[quote]jbpick86 wrote:
[quote]countingbeans wrote:
[quote]ZJStrope wrote:
[quote]countingbeans wrote:[quote]ZJStrope wrote:
Just turned 28 and was recently promoted to Manager at her Regional Accounting
firm. [/quote]
That whole preverbal “biological clock” thing isn’t fake man. It is 100% real, and I would imagine your irritation to her stress reaction is, at least, in part ot a biological response of “if you can’t handle this, how are you going to be able to handle offspring.”
[/quote]
Certainly wise beyond your years. That exact thought has crossed my mind multiple times.
[/quote]
I’m about to make a bunch of assumptions but here goes:
My daughter’s pediatrician diagnosed me with the “HD” part of ADHD in about 35 mins during her last appointment. And told us she is likely following in my footsteps.
Your chick sounds like me, although I’ve come to be able to control my hyper-sensitivity to stress. (I can get into that more if you’d like.)

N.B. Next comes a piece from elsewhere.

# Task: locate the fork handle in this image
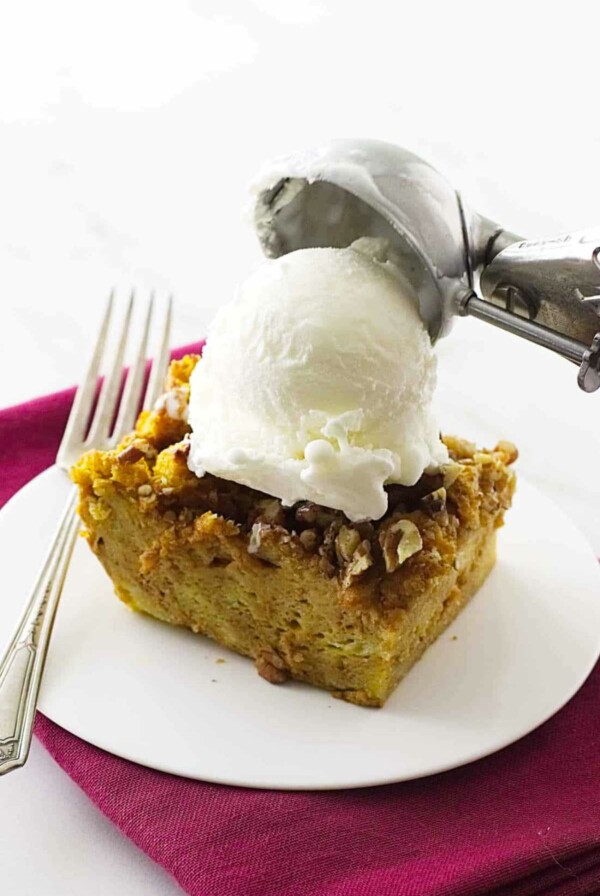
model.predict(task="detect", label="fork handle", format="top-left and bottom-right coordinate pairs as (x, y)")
top-left (0, 489), bottom-right (79, 775)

So that being said, I would imagine this is a typical conversation your woman has in her head:
“Oh boy, I am tired. Probably because you lay awake at night wide awake in bed. Why can’t I be this tired at night, and that awake in the morning? What is the weather like today? Is the outfit I picked last night still appropriate? God damn Jonny can’t even roll cash, and they stick me with him on this job. Bobby Bossman is riding me on my time budgets. I wonder if the weather is going to make my hair look like shit. Ugh, traffic is going to be horrid this morning if it rains. Why doesn’t that payroll section reconcile? COuld it be the I deductions. I wonder if Pam is okay, she was very upset with Tony last night. Too bad they are a really nice couple. STupid Bobby never should have yelled at me about the stupid AR section, I missed a tiny mistake, that is why we have the review process, I’m only human. Ugh, my boobs aren’t as nice as they used to be, but if I get a boob job everyone will know and think I’m slut. I really dont’ want to shave today. I how Jonny has his shit together today, I need him to wrap his section, I swear if he is hung over. Maybe we should have steak tonight rather than chicken, and I can get a nice bottle of wine. Maybe if I skip breakfast I won’t look fat in my pants. OMG I forgot to go to CVS and get new foundation. I wonder if Bobby feels like a dick for ripping into Jonny? HOLY SHIT I HAVE A GRAY PUBIC HAIR!!! WTF!”
And that is just the trip from bed to the shower. Imagine how it goes during an hour commute in stop and go traffic…[/quote]
That is literally what I walk in the door to every single day. I am exhausted, just getting in from work and the gym, want to shower and decompress and she starts as soon as I hit the door, then proceeds to get offended if I try to leave the room before the 2 hour long spill is up. It has gotten to the point where I cannot really go walking with her anymore (she loves to take long walks), because I am so keyed up when we get back I fill like I am about to have a stroke. I look at her and she was like that was an awesome talk, glad he sympathizes with me. All this shit that bothers her is so minute, her inability to process, pack away and move on astounds me. It literally takes me about 1 hr or mindless silence to totally forget about everything wrong with the world and I don’t need 3 hrs of discussion where she gets irritated if I don’t show the same level of outrage as her. I finally told her one day when she asked me why wasn’t I upset about something her or my mother had done (they are usually interchangeable annoyances in her life), that the only way I could get as uptight about something as that would be if they set my house on fire. It is almost like she just enjoys the drama so she creates it where there really isn’t any.
[/quote]
Doesn’t it just kill you inside?
And it’s not like you don’t love her or enjoy spending time with her or not find her attractive.
How have you been dealing with it? Do you find it’s hampering your sexual desires towards her?